The Local has contacted SIRI on repeated occasions to ask whether its information letters failed to reach all persons from the UK who moved to Denmark in 2020. We also asked whether it made sense to revoke the residency status of persons who submitted late applications after not receiving the letters.

The agency has yet to provide an answer but said it intends to respond to our questions. We will update this article or publish a new one once we receive a response.

In an internal record from SIRI which has been seen by The Local, the agency concludes that its information letters were a “supplementary service and part of an information campaign.”

The letters were also available on the agency’s website.

Not receiving the letters was therefore not to be considered an extenuating circumstance in an appeal against a rejected, late application, the agency notes in the internal memo, dated March this year.

SIRI has previously confirmed that as of September 30th, it had received 290 applications for post-Brexit continued residency status after the December 31st, 2021 deadline. Some 17,811 applications were received before the deadline.

Decisions on some applications made after the deadline are still being processed, meaning it is not clear how many UK nationals have already or could yet lose their residency rights.

In a written comment, the British Embassy in Copenhagen said it “is aware that a number of UK nationals residing in Denmark submitted applications for residency after the relevant deadline.”

“The Embassy has been working closely with the Danish authorities on implementation of the EU-UK Withdrawal Agreement and regularising the stay of those UK nationals who have chosen to make Denmark their home,” it said.

British Ambassador to Denmark Emma Hopkins has requested a meeting with the Danish authorities to discuss the application of the rules to UK nationals, the embassy added.

A spokesperson from the UK’s Foreign, Commonwealth & Development Office said that “anyone who applied before the deadline [December 31st, 2021, ed.] will have their rights protected, even if their application has yet to conclude. The Danish authorities will accept late applications if there are reasonable grounds for missing the deadline.”

The Facebook group British in Denmark, which seeks to provide advice and support for UK nationals who live in Denmark, said that of the group’s 1,400 members, only two who moved to Denmark in 2020 have confirmed they received the SIRI information letters.

While some subsequently applied to update their residence status after the deadline, others were able to meet the deadline because they found out about it through the group or via their personal network, a spokesperson from the group said.

“The problem is that if they arrived in 2020, a lot of people didn’t have that network,” the spokesperson said.

“It’s been left up to the specific countries to decide how they’re going to deal with the late applications. So it’s not written in the Withdrawal Agreement,” she noted.

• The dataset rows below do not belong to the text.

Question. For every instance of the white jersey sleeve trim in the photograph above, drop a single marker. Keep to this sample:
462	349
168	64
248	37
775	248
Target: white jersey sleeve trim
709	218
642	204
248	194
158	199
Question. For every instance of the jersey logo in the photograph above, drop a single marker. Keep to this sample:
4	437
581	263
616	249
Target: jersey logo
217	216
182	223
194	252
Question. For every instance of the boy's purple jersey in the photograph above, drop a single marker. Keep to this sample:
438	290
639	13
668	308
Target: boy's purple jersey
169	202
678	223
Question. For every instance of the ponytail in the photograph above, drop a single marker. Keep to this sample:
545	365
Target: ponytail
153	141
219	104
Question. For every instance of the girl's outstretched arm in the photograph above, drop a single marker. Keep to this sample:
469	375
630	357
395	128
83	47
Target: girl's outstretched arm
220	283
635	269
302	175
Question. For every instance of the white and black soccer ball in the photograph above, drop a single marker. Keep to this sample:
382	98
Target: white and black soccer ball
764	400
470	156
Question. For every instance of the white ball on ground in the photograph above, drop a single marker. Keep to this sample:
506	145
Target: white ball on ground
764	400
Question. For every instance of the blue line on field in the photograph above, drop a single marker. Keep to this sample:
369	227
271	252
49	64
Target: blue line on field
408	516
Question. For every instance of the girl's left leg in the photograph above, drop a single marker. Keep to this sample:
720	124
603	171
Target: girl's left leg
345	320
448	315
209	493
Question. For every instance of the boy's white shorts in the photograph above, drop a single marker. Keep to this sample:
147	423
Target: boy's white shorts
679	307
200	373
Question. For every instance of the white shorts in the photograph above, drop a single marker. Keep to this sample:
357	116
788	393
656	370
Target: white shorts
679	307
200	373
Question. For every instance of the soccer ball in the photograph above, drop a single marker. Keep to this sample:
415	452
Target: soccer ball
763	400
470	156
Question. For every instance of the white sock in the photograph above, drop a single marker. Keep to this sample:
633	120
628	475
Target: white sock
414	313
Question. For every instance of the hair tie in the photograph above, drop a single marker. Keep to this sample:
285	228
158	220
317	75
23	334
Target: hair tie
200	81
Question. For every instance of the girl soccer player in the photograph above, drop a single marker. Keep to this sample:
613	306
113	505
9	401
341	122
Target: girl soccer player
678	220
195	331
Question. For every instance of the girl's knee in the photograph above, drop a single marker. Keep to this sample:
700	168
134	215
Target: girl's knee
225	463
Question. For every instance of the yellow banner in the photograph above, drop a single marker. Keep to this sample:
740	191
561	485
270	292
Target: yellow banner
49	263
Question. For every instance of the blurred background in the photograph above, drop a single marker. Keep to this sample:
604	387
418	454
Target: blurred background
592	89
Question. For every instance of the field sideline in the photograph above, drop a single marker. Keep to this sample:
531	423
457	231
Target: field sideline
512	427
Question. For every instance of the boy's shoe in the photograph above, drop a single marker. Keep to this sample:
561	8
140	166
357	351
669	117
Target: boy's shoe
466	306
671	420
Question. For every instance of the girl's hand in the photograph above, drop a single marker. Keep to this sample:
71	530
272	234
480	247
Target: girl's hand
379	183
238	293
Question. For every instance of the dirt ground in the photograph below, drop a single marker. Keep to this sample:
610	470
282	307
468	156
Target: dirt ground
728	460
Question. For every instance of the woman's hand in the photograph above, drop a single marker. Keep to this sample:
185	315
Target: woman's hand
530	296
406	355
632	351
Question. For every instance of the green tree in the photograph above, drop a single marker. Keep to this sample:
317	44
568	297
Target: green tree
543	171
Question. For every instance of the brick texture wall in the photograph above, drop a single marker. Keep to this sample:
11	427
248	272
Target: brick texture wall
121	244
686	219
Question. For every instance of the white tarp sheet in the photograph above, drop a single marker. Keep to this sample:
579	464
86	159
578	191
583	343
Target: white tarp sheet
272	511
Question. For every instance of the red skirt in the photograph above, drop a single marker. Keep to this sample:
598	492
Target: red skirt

“Each country can interpret it as long as you’re complying with the spirit of the Withdrawal Agreement,” she said.

The citizens’ rights section of the Withdrawal Agreement states that “where the deadline for submitting the application… is not respected by the persons concerned, the competent authorities shall assess all the circumstances and reasons for not respecting the deadline and shall allow those persons to submit an application within a reasonable further period of time if there are reasonable grounds for the failure to respect the deadline”.

The text of the agreement states that anyone living in an EU member state before the end of the transition period has the right to remain.

“In the spirit of the Withdrawal Agreement, everyone was sent a letter. But the people of 2020 didn’t get a letter,” the British in Denmark spokesperson said.

“We really want as many late applicants as possible to join our group. We’ve got people together to provide support for each other and the late applicants who are in there have found it really, really useful,” she added.

“There are devastating potential consequences for them to be facing this alone with their families,” she said.